When compared against other countries in the ASEAN region, Malaysia’s stock market performance in 3Q 2022 is right in the middle – neither high nor low. The stock markets of Indonesia and Thailand benefited from high commodity prices and the reopening of borders for tourist respectively.
Meanwhile, Singapore who is highly dependent on exports (about 150% of GDP are exports) declined as the global economic outlook especially in the U.S., Europe and China softens in light of high inflationary pressures. Vietnam on the other hand, also faces pressures from a slowing down of China’s economy as it exports most of its products to the country. Philippines registered one of the highest inflation rate of 6.3% in August 2022 among the ASEAN countries.

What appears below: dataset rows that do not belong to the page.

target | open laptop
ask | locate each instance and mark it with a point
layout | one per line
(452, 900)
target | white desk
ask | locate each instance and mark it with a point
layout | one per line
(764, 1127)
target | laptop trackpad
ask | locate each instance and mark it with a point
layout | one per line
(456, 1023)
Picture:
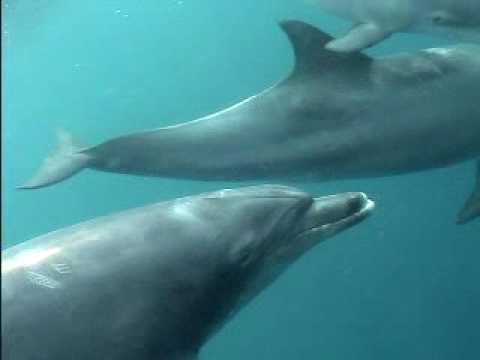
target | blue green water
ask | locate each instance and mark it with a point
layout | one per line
(403, 285)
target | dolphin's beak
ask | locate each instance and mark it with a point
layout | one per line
(337, 212)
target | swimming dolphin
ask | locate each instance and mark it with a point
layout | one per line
(376, 20)
(156, 282)
(338, 115)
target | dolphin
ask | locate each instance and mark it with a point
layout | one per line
(337, 116)
(376, 20)
(157, 282)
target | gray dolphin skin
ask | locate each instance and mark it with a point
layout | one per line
(157, 282)
(336, 116)
(375, 20)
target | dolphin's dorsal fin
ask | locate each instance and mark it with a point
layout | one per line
(311, 56)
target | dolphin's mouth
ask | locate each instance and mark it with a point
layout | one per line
(336, 212)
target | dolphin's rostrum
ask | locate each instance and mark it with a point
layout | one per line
(156, 282)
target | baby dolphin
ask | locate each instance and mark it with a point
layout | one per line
(156, 282)
(338, 115)
(376, 20)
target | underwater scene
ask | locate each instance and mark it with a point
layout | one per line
(243, 134)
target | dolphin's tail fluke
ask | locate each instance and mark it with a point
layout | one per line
(471, 210)
(64, 162)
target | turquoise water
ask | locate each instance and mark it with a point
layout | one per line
(404, 285)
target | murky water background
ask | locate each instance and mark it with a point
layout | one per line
(404, 285)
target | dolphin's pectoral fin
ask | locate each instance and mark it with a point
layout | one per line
(65, 161)
(361, 36)
(311, 56)
(185, 356)
(471, 209)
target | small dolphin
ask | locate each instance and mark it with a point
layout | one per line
(156, 282)
(338, 115)
(376, 20)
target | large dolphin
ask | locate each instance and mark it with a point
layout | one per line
(156, 282)
(376, 20)
(338, 115)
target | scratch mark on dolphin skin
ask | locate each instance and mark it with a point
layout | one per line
(42, 280)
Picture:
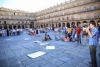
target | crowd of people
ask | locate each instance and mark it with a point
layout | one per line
(10, 32)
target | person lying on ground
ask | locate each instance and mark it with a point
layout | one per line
(65, 38)
(47, 37)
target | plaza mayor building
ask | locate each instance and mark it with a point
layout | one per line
(70, 13)
(13, 19)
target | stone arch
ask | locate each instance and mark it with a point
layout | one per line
(10, 27)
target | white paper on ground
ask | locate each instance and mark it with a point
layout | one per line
(36, 54)
(26, 38)
(50, 47)
(44, 43)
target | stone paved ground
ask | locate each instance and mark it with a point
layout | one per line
(14, 50)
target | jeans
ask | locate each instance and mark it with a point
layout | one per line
(93, 55)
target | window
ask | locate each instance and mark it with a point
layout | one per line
(92, 7)
(72, 17)
(85, 9)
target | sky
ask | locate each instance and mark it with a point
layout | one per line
(29, 5)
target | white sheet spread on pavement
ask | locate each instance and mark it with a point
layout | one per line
(41, 43)
(44, 43)
(36, 54)
(37, 41)
(26, 38)
(9, 39)
(50, 47)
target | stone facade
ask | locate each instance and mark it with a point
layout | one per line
(10, 19)
(71, 13)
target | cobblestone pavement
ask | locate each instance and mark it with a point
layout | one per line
(14, 51)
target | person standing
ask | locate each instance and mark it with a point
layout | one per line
(7, 32)
(93, 42)
(78, 32)
(4, 32)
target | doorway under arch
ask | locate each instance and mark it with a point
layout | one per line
(10, 27)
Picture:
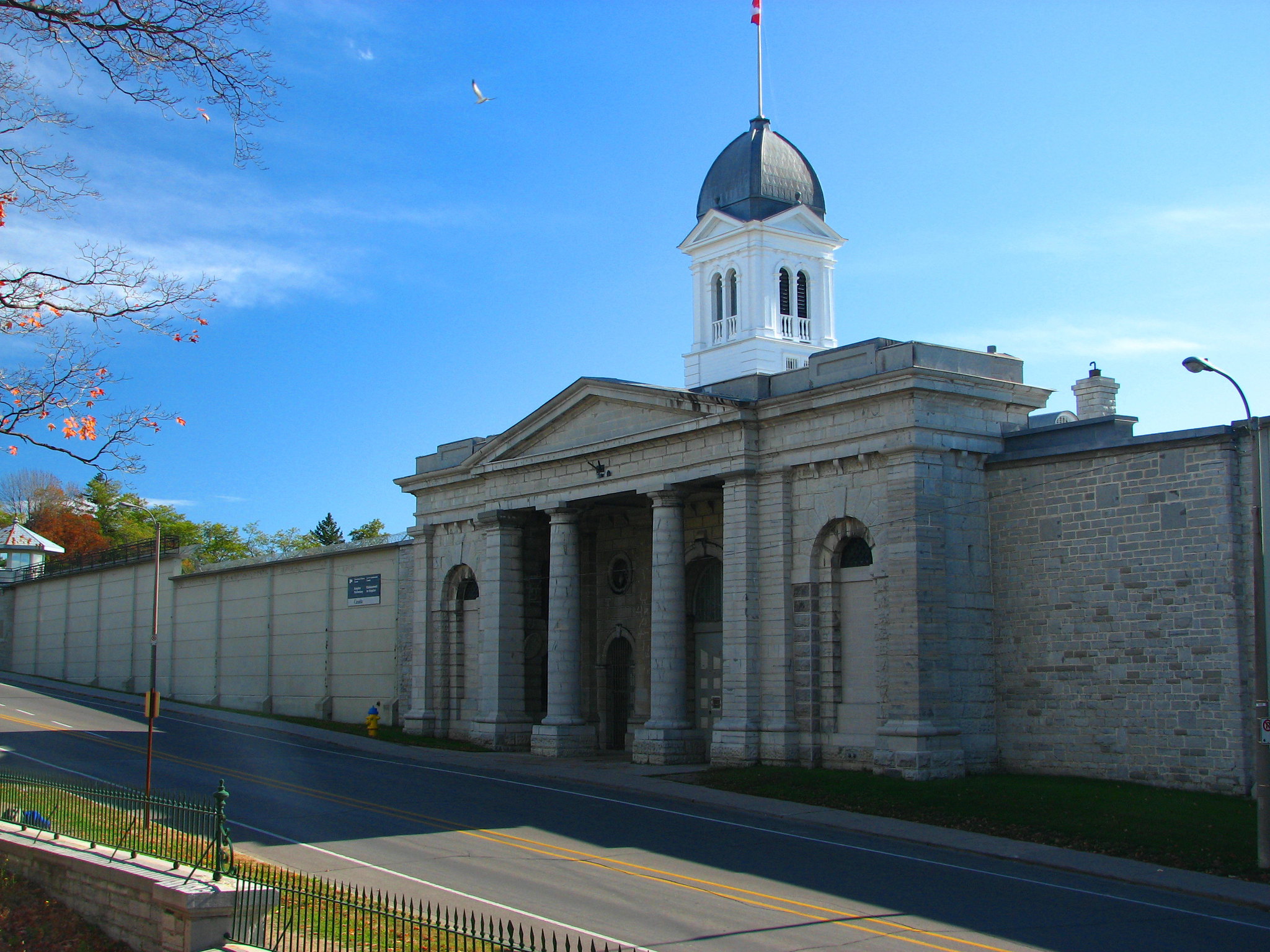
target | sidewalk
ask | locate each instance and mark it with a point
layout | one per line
(620, 775)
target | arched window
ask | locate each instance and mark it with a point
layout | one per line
(856, 553)
(708, 593)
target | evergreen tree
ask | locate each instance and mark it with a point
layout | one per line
(327, 532)
(367, 532)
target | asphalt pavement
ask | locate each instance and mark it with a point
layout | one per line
(619, 866)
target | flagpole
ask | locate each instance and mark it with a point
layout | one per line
(760, 33)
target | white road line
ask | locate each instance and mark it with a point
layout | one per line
(748, 827)
(445, 889)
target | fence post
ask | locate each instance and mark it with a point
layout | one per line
(221, 795)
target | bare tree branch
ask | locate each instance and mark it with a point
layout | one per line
(172, 54)
(155, 51)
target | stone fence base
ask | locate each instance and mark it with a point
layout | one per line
(141, 902)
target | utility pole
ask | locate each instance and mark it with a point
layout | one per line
(1261, 669)
(153, 694)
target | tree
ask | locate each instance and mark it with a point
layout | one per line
(327, 532)
(370, 531)
(168, 54)
(123, 524)
(24, 491)
(79, 534)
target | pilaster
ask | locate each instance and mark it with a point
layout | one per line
(419, 718)
(667, 736)
(502, 723)
(734, 742)
(918, 739)
(564, 731)
(779, 723)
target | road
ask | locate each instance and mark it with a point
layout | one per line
(643, 871)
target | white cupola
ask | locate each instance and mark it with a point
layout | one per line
(762, 263)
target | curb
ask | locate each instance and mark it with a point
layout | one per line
(649, 780)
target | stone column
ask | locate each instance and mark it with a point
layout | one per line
(420, 718)
(779, 731)
(564, 731)
(667, 736)
(502, 723)
(734, 742)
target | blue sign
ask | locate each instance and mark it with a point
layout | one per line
(363, 589)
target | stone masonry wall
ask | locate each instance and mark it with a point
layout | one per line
(139, 902)
(1122, 648)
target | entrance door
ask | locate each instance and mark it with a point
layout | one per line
(620, 691)
(708, 641)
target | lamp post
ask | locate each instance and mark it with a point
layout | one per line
(1261, 712)
(153, 695)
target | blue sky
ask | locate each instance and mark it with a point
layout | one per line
(1070, 182)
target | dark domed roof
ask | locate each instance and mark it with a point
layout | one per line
(758, 175)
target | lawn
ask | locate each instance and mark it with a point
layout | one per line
(1206, 832)
(32, 922)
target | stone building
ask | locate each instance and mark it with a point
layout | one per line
(877, 557)
(871, 557)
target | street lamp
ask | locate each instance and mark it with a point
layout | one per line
(153, 695)
(1261, 711)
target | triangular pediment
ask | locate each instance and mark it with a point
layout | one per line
(597, 419)
(600, 412)
(713, 225)
(802, 220)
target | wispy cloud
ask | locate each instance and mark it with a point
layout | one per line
(1196, 224)
(1099, 335)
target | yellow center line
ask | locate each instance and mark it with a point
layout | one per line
(735, 894)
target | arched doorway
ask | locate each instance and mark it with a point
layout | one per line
(705, 579)
(465, 649)
(858, 714)
(620, 690)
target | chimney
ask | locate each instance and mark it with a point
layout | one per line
(1095, 395)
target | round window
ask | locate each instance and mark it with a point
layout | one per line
(620, 574)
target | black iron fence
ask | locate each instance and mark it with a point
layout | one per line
(285, 910)
(102, 559)
(187, 831)
(276, 909)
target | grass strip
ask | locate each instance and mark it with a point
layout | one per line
(391, 735)
(1208, 833)
(33, 922)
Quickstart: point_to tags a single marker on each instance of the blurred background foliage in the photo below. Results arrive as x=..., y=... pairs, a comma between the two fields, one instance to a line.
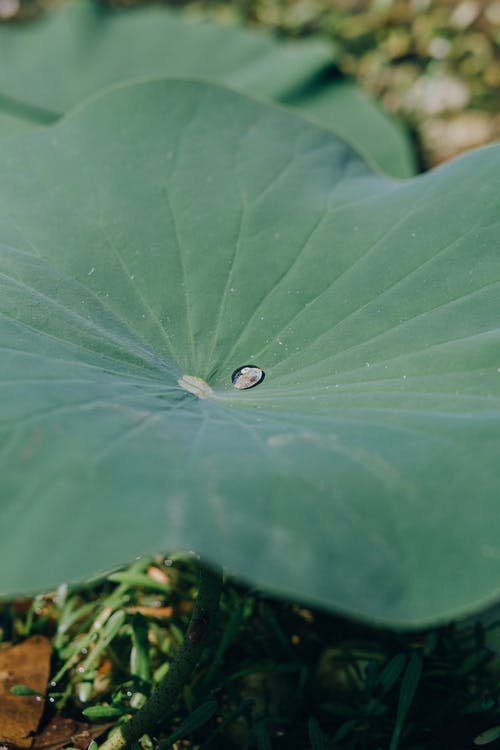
x=281, y=675
x=433, y=63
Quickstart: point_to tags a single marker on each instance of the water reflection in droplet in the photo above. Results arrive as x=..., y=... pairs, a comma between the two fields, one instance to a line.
x=247, y=376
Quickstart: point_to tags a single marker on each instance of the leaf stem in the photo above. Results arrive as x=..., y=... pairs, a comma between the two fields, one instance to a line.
x=159, y=704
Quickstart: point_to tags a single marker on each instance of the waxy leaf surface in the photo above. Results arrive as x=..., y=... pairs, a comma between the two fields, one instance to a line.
x=50, y=65
x=174, y=231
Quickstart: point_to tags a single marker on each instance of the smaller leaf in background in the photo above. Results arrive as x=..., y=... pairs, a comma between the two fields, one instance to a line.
x=25, y=665
x=391, y=673
x=490, y=735
x=24, y=690
x=194, y=721
x=318, y=739
x=96, y=713
x=409, y=684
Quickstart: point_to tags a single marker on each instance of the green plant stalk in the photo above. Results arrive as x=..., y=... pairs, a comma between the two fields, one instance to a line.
x=158, y=705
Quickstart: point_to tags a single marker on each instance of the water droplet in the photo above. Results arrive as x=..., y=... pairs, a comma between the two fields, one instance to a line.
x=247, y=377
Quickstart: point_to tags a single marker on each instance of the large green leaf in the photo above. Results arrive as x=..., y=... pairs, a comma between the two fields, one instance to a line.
x=173, y=228
x=69, y=54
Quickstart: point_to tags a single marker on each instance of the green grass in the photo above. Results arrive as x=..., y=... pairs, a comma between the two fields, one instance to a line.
x=276, y=675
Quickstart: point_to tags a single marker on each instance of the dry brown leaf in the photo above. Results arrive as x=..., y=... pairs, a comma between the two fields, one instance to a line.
x=61, y=732
x=27, y=663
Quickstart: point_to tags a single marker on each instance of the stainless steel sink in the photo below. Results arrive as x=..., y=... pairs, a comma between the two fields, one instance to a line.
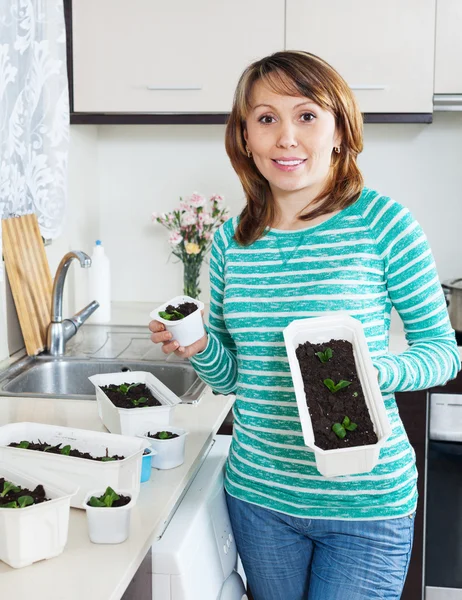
x=48, y=377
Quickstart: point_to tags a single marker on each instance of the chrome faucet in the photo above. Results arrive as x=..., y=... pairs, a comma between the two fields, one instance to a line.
x=59, y=330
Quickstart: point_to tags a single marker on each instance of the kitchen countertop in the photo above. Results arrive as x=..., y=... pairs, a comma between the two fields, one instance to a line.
x=101, y=572
x=90, y=571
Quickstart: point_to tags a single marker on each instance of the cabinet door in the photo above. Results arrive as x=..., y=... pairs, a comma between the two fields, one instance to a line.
x=448, y=53
x=150, y=56
x=384, y=50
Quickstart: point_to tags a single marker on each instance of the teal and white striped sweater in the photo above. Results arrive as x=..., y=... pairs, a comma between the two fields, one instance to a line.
x=366, y=259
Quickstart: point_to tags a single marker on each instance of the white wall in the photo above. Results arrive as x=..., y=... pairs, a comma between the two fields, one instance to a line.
x=119, y=175
x=147, y=168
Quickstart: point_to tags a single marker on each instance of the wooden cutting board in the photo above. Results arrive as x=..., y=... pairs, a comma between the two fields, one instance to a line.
x=30, y=278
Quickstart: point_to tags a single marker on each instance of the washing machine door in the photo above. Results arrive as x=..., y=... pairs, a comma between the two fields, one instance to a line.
x=233, y=588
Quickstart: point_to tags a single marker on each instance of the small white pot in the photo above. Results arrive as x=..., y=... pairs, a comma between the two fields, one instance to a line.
x=185, y=331
x=169, y=453
x=108, y=525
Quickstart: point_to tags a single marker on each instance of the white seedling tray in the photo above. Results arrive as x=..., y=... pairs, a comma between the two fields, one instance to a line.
x=185, y=331
x=132, y=421
x=319, y=330
x=85, y=473
x=35, y=532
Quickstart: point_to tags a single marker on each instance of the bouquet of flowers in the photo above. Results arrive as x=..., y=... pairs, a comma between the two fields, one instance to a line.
x=192, y=227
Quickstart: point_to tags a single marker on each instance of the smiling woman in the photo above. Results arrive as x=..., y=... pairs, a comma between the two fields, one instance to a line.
x=299, y=122
x=313, y=240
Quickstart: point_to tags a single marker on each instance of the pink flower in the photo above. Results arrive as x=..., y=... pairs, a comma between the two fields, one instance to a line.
x=175, y=238
x=209, y=220
x=188, y=218
x=196, y=200
x=217, y=198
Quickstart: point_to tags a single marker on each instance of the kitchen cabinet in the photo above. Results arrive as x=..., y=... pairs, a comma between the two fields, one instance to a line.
x=413, y=412
x=384, y=50
x=448, y=52
x=157, y=57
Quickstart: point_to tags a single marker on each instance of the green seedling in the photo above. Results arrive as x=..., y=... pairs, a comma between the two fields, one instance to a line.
x=340, y=429
x=24, y=501
x=332, y=387
x=107, y=458
x=124, y=388
x=138, y=401
x=104, y=501
x=9, y=487
x=168, y=316
x=325, y=356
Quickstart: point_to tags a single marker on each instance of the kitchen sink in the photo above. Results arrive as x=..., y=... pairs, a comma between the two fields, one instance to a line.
x=48, y=377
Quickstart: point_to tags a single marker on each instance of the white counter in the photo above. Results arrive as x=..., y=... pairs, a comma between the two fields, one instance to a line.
x=87, y=571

Malaysia’s stock market valuation is currently below its 3-year average, with investors bullish on consumer, energy, technology and telecommunication sectors.
Malaysia’s stock market currently has a price earnings ratio of 11.5 times, which is much lower than the 3-year average of 22.2 times. This represents a potential upside of almost 100% if KLCI trades back up to its historical average. By sectors, consumer, energy, technology, and telecommunication sectors registered price earnings ratio that are higher than the overall market, indicating that investors are bullish on their prospects.